Memory issues for large healpix jobs in Jura #2279

akremin · 2024-06-12T21:27:20Z

We ran into crashes, MPI rank OOM's, and timeouts in Jura with healpix jobs that had a large number (N>1000) of inputs. A closely related ticket is issue #2277 , but that one is specific to issues in logging rather than crashes/timeouts.

I have pushed a branch that may help in this regard, though it wasn't necessary for Jura: prunespectragroup.

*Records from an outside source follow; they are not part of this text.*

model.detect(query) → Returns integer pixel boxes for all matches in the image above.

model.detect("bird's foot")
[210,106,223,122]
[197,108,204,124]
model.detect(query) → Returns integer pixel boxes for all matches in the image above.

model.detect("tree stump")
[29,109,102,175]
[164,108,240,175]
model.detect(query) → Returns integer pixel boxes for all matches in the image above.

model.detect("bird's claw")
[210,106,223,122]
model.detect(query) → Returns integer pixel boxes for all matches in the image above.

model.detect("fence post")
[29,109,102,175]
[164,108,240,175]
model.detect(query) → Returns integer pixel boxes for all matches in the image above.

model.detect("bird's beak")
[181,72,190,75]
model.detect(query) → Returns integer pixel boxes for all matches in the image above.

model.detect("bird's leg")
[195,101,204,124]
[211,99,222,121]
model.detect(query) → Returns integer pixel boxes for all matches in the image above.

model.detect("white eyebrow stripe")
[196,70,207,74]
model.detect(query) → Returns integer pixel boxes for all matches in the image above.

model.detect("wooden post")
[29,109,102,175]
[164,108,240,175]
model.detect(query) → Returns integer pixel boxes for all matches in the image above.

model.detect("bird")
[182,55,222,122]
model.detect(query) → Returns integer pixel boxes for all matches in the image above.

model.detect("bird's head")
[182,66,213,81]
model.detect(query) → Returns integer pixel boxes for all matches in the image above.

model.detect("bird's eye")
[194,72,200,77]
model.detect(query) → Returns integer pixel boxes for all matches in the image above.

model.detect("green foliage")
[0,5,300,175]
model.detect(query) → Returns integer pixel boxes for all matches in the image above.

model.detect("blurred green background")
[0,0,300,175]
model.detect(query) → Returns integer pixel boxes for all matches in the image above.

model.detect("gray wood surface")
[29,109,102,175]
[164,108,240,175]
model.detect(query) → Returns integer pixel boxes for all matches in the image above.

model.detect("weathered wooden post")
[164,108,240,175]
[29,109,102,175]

That modifies the spectral grouping code to subselect only fibers in a loaded frame that overlap a given healpixel, rather than loading information for all 500 fibers for all input files before subselecting to a given healpixel. In principle, this should reduce the memory footprint since not all fibers will overlap the tile, so we expect to retain fewer fibers in memory. I have not yet checked that the new code can produce identical results to the old code. For that reason I have not opened a pull request.

Beyond this we may want to consider scaling the MPI ranks, number of nodes, or other parallelism for the spectral grouping; while not making the redrock and afterburner processing too inefficient.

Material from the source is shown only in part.